Look at the list of columns and the first few rows to get an idea of what the dataset looks like.

['name', 'first', 'last', 'compas_screening_date', 'sex', 'dob', 'age', 'age_cat', 'race', 'juv_fel_count', 'decile_score', 'juv_misd_count', 'juv_other_count', 'priors_count', 'days_b_screening_arrest', 'c_jail_in', 'c_jail_out', 'c_case_number', 'c_offense_date', 'c_arrest_date', 'c_days_from_compas', 'c_charge_degree', 'c_charge_desc', 'is_recid', 'r_case_number', 'r_charge_degree', 'r_days_from_arrest', 'r_offense_date', 'r_charge_desc', 'r_jail_in', 'r_jail_out', 'violent_recid', 'is_violent_recid', 'vr_case_number', 'vr_charge_degree', 'vr_offense_date', 'vr_charge_desc', 'type_of_assessment', 'decile_score.1', 'score_text', 'screening_date', 'v_type_of_assessment', 'v_decile_score', 'v_score_text', 'v_screening_date', 'in_custody', 'out_custody', 'priors_count.1', 'start', 'end', 'event', 'two_year_recid']
name first last compas_screening_date sex dob age age_cat race juv_fel_count ... v_decile_score v_score_text v_screening_date in_custody out_custody priors_count.1 start end event two_year_recid
1 miguel hernandez miguel hernandez 2013-08-14 Male 1947-04-18 69 Greater than 45 Other 0 ... 1 Low 2013-08-14 2014-07-07 2014-07-14 0 0 327 0 0
3 kevon dixon kevon dixon 2013-01-27 Male 1982-01-22 34 25 - 45 African-American 0 ... 1 Low 2013-01-27 2013-01-26 2013-02-05 0 9 159 1 1
4 ed philo ed philo 2013-04-14 Male 1991-05-14 24 Less than 25 African-American 0 ... 3 Low 2013-04-14 2013-06-16 2013-06-16 4 0 63 0 1
5 marcu brown marcu brown 2013-01-13 Male 1993-01-21 23 Less than 25 African-American 0 ... 6 Medium 2013-01-13 NaN NaN 1 0 1174 0 0
6 bouthy pierrelouis bouthy pierrelouis 2013-03-26 Male 1973-01-22 43 25 - 45 Other 0 ... 1 Low 2013-03-26 NaN NaN 2 0 1102 0 0

5 rows × 52 columns

Data Cleaning

For this analysis, we will restrict ourselves to only a few features, and clean the dataset according to the methods using in the original ProPublica analysis.

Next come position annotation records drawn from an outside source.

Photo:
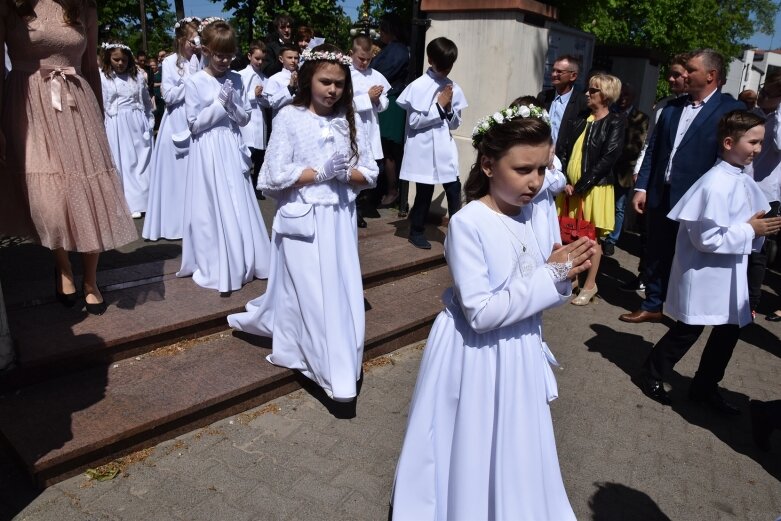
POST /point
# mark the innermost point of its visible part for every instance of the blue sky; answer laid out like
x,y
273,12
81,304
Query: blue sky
x,y
209,8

For this tutorial, we’ve prepared a cleaned copy of the data, that we can import directly.

df = pd.read_csv('')

Data Exploration

Next we provide a few ways to look at the relationships between the attributes in the dataset. Here is an explanation of these values:

  • age: defendant’s age

  • c_charge_degree: degree charged (Misdemeanor of Felony)

  • race: defendant’s race

  • age_cat: defendant’s age quantized in “less than 25”, “25-45”, or “over 45”

  • score_text: COMPAS score: ‘low’(1 to 5), ‘medium’ (5 to 7), and ‘high’ (8 to 10).

  • sex: defendant’s gender

  • priors_count: number of prior charges

  • days_b_screening_arrest: number of days between charge date and arrest where defendant was screened for compas score

  • decile_score: COMPAS score from 1 to 10 (low risk to high risk)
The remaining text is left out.